The Nationwide Inpatient Sample (NIS) was used to identify patients who underwent pericardiocentesis in the United States from January 2005 to December 2010. Hospitals were separated into quartiles based on per annum pericardiocentesis volumes (group A – ≤6 pericardiocentesis/year, group B – 7-13 pericardiocentesis/year, group C −14-25 pericardiocentesis/year and group D – ≥26 pericardiocentesis/year).
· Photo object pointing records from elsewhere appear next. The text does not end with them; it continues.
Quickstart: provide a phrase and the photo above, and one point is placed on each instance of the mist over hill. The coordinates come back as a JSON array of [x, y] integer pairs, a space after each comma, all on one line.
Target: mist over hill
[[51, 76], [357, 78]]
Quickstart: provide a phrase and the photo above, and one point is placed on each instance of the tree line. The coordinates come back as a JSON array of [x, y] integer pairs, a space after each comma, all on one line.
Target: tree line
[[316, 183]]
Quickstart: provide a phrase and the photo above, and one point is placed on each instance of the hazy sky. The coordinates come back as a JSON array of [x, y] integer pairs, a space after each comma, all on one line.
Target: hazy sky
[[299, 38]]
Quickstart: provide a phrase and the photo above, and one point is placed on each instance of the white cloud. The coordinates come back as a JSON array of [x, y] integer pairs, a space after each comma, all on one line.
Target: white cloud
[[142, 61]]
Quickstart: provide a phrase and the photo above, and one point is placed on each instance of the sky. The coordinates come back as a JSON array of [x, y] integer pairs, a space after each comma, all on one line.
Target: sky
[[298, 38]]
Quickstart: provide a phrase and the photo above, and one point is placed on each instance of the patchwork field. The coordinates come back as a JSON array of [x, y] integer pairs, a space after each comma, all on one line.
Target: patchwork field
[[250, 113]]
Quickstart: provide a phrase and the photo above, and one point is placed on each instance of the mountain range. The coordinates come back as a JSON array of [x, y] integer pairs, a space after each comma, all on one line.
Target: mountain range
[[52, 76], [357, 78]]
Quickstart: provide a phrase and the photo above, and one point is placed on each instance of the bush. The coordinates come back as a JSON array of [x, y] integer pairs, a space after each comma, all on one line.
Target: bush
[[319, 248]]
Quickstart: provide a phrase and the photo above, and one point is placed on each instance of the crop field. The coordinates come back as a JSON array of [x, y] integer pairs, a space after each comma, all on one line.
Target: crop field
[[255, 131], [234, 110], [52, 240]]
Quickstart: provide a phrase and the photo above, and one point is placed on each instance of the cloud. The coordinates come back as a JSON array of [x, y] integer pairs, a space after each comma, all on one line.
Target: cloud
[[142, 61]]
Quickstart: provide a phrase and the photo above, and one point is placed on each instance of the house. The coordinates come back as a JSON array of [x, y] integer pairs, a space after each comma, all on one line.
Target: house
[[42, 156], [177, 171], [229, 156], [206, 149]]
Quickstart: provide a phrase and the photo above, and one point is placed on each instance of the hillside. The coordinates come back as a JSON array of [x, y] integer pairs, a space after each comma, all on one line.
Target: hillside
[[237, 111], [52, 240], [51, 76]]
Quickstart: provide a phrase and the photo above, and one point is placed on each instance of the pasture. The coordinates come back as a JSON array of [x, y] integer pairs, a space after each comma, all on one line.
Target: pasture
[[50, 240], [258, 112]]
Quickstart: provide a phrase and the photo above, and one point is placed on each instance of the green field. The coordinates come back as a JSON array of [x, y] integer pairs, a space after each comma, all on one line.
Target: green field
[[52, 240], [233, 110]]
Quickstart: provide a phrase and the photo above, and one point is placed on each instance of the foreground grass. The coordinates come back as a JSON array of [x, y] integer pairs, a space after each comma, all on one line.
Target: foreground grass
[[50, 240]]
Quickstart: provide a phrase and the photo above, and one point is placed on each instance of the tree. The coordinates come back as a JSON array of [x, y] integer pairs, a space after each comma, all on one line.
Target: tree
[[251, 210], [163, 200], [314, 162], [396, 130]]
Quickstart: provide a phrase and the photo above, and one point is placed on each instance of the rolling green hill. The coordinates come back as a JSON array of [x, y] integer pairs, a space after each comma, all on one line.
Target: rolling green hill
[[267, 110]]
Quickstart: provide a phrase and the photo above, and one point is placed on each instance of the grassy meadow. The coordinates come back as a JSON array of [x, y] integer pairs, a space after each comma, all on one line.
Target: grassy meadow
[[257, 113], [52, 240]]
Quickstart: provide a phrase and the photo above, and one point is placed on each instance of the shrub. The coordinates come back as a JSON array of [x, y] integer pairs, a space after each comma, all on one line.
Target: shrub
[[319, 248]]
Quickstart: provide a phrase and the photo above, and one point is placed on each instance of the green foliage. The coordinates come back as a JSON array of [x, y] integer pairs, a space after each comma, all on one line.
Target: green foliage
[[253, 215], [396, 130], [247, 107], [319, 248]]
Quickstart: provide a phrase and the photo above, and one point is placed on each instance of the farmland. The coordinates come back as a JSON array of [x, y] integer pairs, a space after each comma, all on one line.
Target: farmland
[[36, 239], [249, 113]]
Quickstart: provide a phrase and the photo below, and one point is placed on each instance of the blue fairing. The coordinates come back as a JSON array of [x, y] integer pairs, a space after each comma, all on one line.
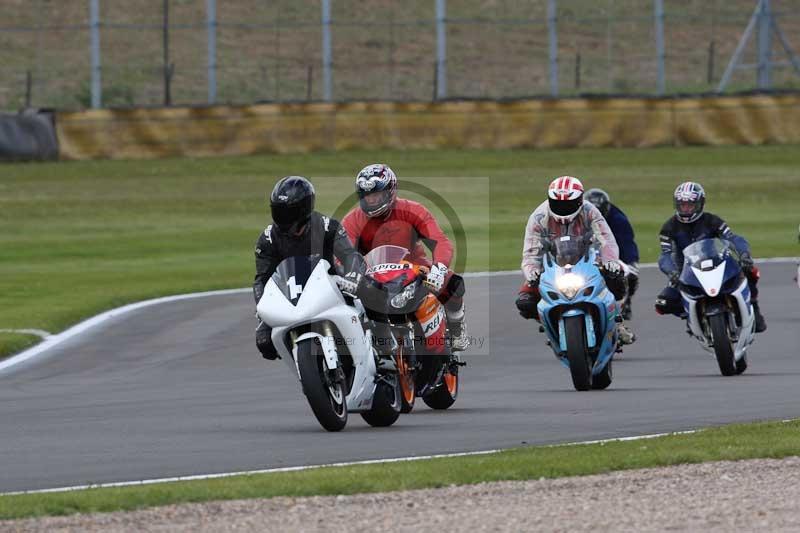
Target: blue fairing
[[601, 336]]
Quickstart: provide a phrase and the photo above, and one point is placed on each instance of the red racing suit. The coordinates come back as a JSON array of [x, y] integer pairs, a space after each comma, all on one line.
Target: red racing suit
[[408, 224]]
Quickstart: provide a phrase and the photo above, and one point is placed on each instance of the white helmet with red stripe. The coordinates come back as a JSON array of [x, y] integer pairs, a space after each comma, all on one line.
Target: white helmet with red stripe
[[565, 198]]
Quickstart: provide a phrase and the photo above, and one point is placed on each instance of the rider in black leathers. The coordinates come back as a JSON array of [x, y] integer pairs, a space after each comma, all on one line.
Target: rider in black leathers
[[299, 230], [690, 224]]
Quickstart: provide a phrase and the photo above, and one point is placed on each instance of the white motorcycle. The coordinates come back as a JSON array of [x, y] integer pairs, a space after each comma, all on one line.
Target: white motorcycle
[[326, 338], [716, 298]]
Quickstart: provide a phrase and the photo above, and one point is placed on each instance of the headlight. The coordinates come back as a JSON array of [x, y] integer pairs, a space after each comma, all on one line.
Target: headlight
[[569, 284], [399, 301]]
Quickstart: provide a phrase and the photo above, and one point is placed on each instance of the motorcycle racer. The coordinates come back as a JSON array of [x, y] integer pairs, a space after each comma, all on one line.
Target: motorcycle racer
[[297, 229], [691, 223], [623, 233], [380, 210], [565, 213]]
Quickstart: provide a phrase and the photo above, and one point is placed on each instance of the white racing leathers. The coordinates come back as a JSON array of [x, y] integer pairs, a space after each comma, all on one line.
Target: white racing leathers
[[541, 226]]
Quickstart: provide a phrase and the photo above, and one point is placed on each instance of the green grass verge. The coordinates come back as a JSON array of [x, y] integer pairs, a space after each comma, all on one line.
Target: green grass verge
[[734, 442], [14, 342], [79, 238]]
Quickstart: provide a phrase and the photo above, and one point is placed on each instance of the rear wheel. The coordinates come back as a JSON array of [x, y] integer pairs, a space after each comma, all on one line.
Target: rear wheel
[[326, 397], [722, 345], [386, 404], [603, 379], [580, 363], [443, 396]]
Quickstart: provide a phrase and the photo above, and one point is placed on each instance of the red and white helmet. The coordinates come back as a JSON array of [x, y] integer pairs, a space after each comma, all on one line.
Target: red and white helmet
[[565, 198], [376, 186]]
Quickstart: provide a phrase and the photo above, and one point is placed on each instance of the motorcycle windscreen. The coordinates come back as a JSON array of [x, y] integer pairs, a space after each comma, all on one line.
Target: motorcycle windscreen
[[387, 254], [570, 249], [293, 273], [706, 254]]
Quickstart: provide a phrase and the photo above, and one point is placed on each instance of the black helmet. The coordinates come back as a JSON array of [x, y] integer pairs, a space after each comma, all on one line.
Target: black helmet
[[600, 199], [292, 202]]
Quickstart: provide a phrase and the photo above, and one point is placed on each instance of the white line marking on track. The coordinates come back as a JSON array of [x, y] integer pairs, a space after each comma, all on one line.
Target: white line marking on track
[[54, 340], [38, 332]]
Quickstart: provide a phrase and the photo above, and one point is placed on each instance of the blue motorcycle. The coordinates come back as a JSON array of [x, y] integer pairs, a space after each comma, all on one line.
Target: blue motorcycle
[[578, 312]]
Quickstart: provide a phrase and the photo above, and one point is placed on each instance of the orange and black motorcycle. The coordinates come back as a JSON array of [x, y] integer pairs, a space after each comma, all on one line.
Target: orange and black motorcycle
[[410, 324]]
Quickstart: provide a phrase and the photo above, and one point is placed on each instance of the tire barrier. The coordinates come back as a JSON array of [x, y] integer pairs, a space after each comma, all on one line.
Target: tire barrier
[[30, 135], [293, 128]]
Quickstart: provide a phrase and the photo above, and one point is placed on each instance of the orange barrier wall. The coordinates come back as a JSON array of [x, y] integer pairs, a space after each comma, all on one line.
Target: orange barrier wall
[[282, 128]]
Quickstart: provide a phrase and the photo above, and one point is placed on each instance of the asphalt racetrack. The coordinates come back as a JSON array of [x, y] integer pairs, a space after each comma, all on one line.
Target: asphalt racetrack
[[179, 389]]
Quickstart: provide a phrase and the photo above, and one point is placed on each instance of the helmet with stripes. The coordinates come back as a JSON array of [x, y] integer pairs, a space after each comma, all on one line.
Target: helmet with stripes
[[565, 198], [376, 186], [690, 198]]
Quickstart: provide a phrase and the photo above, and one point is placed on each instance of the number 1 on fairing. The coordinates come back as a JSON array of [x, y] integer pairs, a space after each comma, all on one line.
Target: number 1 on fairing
[[295, 290]]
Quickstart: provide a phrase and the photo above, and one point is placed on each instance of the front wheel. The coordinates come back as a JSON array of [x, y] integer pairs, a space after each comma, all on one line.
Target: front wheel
[[741, 365], [408, 391], [445, 394], [580, 363], [386, 404], [603, 379], [327, 398], [722, 345]]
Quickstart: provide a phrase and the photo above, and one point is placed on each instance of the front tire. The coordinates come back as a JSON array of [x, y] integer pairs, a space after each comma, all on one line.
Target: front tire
[[408, 388], [722, 345], [445, 394], [386, 405], [328, 401], [580, 363], [741, 365]]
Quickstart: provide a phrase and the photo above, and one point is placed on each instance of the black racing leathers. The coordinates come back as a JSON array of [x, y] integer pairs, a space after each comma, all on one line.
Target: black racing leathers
[[323, 235]]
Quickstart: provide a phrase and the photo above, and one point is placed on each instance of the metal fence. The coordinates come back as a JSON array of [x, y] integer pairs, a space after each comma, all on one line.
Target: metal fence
[[73, 54]]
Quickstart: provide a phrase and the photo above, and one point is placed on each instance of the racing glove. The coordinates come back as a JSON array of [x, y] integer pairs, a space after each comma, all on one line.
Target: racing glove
[[434, 281], [746, 260], [612, 267], [674, 278], [349, 283]]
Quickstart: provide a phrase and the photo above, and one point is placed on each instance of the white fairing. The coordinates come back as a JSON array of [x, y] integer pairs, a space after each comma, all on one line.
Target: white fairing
[[711, 280], [746, 333], [321, 300]]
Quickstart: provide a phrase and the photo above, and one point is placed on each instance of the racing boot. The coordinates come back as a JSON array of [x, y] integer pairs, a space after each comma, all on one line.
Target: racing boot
[[625, 335], [626, 309], [456, 322], [761, 324]]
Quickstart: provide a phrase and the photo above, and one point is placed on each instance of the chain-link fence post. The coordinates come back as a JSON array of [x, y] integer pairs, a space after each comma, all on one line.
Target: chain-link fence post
[[552, 22], [211, 30], [659, 23], [327, 88], [441, 49], [94, 29], [765, 46]]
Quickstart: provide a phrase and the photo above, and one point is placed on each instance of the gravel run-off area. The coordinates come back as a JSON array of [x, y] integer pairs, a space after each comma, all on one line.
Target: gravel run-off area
[[754, 495]]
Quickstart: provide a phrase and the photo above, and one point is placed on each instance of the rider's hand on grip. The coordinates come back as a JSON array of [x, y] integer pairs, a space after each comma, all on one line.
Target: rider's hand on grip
[[746, 260], [434, 281], [612, 267], [349, 283]]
Propensity scores were for the comparison of the matched patient data between each quartile.
Amongst a total of 5,784 patients, the overall in-hospital mortality during the six-year study period was 15.3%. The in-hospital mortality rates for group A, group B, group C and group D were 19.5%, 14.8%, 14.6% and 12.8%, respectively (p <0.001). A linear trend in mortality improvement across quartiles was observed (p<0.001)(Figure 1).
This observational study showed that patients undergoing pericardiocentesis in high-volume centers had lower in-hospital mortality than those treated in low-volume centers. A linear trend for improvement in mortality with increasing center volume was observed.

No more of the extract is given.